- The Washington Times - Wednesday, September 28, 2005

Matter has its antimatter — and the Shins have their White Stripes.

The two bands brought their strikingly different crafts to the Merriweather Post Pavilion on Tuesday night for a double billing that was something on the order of pairing the Beach Boys with Led Zeppelin.

In this age of “mashups” and IPod shuffles, why not?

The Portland, Ore.-based Shins, currently at work on a third album, had about 45 minutes to work with, and seemed in a rush. As multi-instrumentalist Marty Crandall explained, the band was trying to squeeze “maximum rock ‘n’ roll into these tiny minutes” — which is an accidentally perfect way to describe how the Shins sound.

Shins composer James Mercer writes smart, sunny rock songs that typically wrap up before you have a chance to realize how brilliant they are. Like “Mine’s Not a Horse,” on which Mr. Mercer sang a staccato melody while Mr. Crandall rode an ascending line on a new wavy keyboard. And the hypnotic “Girl Inform Me.” And the surging “Kissing the Lipless.”

The Shins are endearingly nerdy, free of guile and shtick.

The same would never be said of the White Stripes, the Detroit duo that studiously deconstructs the blues and plays it with the fury and clangor of punks.

The Stripes’ shtick — singer-guitarist Jack White insists it’s a guiding philosophy — is to reduce the band to elemental bundles of three. Stage outfits and sets, for instance, obey a scheme of three colors: red, black and white. And the band goes without the rhythmic depth of a bass player, which would upset Mr. White’s bare-bones balance of three musical elements — guitar (or piano), voice and drums.

Since they were last in town (in November 2003 at a cavernous George Washington University gymnasium), Mr. White has appeared in a major motion picture (“Cold Mountain”), collaborated with queen of country Loretta Lynn and broken up with actress Renee Zellweger.

On Tuesday, he was every bit the star, dressed like a carnival barker from Hades.

“You got a reaction, didn’t you?” Mr. White sang on the Stripes’ first number, “Blue Orchid,” the thrusty first single from their latest album, “Get Behind Me Satan.”

Mr. White’s guitar was channeled through three (natch) amplifiers and packed enough electronic overdrive to clear timber. Meg White’s drum kit was so hotly wired that, during the frenzied moments of songs like “Ball and Biscuit,” “Dead Leaves and the Dirty Ground” and “I Smell a Rat,” it seemed possible that she might jar your sternum clean out of your chest.

There’s a melodic undercurrent to Mr. White’s songs that, in the end — or in the eye of the storm — is not so unlike Mr. Mercer. The Stripes’ “We’re Going to Be Friends,” which Mr. White played alone on a Robert Johnson-model acoustic guitar, was, well, adorable. So was “My Doorbell,” a stick-in-your-head jingle that the Stripes shopped to — get this — the Nickelodeon children’s network.
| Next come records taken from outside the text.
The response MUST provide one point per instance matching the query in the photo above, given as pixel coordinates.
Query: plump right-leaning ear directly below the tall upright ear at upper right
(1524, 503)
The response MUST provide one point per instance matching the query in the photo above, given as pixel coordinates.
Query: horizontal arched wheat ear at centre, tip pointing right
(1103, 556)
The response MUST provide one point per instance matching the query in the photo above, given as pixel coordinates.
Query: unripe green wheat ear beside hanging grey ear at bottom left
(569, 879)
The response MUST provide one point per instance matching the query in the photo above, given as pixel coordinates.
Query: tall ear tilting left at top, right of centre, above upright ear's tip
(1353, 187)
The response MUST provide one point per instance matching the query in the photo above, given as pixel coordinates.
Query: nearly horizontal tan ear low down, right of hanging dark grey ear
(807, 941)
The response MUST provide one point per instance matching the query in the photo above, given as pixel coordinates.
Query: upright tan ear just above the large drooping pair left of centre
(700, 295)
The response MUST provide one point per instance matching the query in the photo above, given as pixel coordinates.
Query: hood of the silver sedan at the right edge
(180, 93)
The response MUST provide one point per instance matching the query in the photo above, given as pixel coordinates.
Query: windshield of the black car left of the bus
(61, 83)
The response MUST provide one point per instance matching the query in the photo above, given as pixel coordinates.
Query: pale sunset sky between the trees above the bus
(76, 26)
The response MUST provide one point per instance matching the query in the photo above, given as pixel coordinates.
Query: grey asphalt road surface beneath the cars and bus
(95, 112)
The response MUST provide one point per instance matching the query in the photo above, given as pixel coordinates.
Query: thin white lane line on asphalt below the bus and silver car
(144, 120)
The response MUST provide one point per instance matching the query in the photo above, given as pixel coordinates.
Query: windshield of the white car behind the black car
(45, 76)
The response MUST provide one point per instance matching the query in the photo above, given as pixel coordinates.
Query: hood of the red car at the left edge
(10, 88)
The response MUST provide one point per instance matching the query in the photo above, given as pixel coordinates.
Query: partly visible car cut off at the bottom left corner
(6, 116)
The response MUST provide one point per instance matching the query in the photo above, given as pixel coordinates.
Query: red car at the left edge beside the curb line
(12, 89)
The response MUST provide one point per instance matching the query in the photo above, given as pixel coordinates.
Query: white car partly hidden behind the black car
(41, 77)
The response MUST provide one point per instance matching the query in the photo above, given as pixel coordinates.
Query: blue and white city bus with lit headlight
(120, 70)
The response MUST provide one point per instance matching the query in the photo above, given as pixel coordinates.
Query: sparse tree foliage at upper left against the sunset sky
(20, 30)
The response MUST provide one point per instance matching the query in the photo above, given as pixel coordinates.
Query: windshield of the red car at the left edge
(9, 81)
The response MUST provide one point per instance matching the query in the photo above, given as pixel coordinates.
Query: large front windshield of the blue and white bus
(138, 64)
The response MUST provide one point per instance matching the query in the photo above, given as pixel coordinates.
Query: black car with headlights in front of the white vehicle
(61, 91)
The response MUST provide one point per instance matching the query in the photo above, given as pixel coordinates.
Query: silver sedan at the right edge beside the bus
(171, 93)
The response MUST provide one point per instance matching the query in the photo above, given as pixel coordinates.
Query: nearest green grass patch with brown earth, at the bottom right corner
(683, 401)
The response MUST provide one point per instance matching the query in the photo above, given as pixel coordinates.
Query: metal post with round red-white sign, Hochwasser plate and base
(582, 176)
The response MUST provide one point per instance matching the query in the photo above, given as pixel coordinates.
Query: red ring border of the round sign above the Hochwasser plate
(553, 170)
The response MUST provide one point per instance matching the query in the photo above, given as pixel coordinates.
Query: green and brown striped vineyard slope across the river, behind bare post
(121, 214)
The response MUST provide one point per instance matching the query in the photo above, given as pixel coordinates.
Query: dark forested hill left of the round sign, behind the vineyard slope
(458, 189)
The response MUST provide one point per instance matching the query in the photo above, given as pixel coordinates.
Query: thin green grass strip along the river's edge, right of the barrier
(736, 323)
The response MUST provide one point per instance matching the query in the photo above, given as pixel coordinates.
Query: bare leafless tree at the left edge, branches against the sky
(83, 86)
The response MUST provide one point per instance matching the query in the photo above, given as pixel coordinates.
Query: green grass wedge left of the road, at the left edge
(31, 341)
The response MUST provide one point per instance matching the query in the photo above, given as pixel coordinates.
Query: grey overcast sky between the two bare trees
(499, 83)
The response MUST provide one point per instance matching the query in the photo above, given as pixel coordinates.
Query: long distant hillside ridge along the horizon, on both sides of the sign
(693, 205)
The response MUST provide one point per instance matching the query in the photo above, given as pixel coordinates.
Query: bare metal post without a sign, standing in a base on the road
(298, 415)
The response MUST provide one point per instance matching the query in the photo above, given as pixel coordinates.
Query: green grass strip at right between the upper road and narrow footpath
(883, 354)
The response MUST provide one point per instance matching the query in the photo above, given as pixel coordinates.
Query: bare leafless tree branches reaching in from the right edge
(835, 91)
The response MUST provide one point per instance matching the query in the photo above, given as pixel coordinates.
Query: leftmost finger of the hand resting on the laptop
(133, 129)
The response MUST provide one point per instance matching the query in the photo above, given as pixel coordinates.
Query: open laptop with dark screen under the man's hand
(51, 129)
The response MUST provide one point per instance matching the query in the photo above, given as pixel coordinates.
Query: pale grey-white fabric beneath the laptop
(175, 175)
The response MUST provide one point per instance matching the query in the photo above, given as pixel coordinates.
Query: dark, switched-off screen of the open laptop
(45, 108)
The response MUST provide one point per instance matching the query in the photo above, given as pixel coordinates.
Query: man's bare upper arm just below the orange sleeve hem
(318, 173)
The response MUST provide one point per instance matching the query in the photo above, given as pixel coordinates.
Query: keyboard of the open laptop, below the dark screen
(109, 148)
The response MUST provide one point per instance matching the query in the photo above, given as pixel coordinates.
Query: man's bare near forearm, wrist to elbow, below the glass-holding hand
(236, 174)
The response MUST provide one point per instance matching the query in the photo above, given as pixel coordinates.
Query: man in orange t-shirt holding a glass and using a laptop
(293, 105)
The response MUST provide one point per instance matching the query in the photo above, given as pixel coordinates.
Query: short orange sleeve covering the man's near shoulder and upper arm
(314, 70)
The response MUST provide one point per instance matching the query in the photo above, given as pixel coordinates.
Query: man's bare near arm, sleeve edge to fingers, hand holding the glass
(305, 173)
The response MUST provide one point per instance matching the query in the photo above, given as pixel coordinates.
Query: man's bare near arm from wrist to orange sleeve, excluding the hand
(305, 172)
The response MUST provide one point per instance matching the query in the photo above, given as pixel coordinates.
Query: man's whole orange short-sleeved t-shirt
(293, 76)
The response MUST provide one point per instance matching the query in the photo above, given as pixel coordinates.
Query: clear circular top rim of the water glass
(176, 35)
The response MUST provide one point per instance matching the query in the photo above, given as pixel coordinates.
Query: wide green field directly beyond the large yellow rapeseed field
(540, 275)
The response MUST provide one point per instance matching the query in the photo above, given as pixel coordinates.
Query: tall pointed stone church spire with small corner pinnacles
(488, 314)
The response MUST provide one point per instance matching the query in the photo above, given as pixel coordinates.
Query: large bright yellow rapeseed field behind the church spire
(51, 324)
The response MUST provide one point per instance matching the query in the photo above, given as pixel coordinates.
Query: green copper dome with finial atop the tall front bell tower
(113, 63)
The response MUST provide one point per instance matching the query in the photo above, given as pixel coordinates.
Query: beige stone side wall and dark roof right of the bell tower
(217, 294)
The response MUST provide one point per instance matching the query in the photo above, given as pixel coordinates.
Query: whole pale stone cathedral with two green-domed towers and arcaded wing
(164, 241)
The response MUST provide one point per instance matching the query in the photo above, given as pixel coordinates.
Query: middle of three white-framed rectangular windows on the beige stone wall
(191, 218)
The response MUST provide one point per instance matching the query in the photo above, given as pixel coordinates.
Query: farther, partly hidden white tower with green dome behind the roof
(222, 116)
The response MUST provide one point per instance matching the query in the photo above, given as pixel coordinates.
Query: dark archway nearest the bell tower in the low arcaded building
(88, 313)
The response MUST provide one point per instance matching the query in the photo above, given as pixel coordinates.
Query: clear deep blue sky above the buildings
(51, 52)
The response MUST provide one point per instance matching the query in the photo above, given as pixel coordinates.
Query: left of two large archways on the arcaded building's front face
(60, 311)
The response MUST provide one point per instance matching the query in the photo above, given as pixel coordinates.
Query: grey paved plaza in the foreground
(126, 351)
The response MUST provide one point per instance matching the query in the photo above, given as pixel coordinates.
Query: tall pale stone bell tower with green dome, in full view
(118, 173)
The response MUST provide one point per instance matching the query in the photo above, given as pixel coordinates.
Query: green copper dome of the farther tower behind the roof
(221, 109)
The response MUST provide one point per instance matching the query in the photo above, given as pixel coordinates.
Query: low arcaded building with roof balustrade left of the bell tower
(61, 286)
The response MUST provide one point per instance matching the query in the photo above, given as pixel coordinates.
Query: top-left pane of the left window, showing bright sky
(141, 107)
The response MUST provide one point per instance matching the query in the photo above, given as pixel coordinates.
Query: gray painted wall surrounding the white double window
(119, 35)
Before the encores of “Seven Nation Army” and “The Hardest Button to Button,” the Stripes closed their set with “The Nurse,” a volatile ditty that featured Mr. White on a giant marimba and ended in a squall of distorted guitar tones.

Despite, or maybe because of, their self-imposed limitations, the White Stripes have developed the quality that ensures we’ll care about what they try next — unpredictability.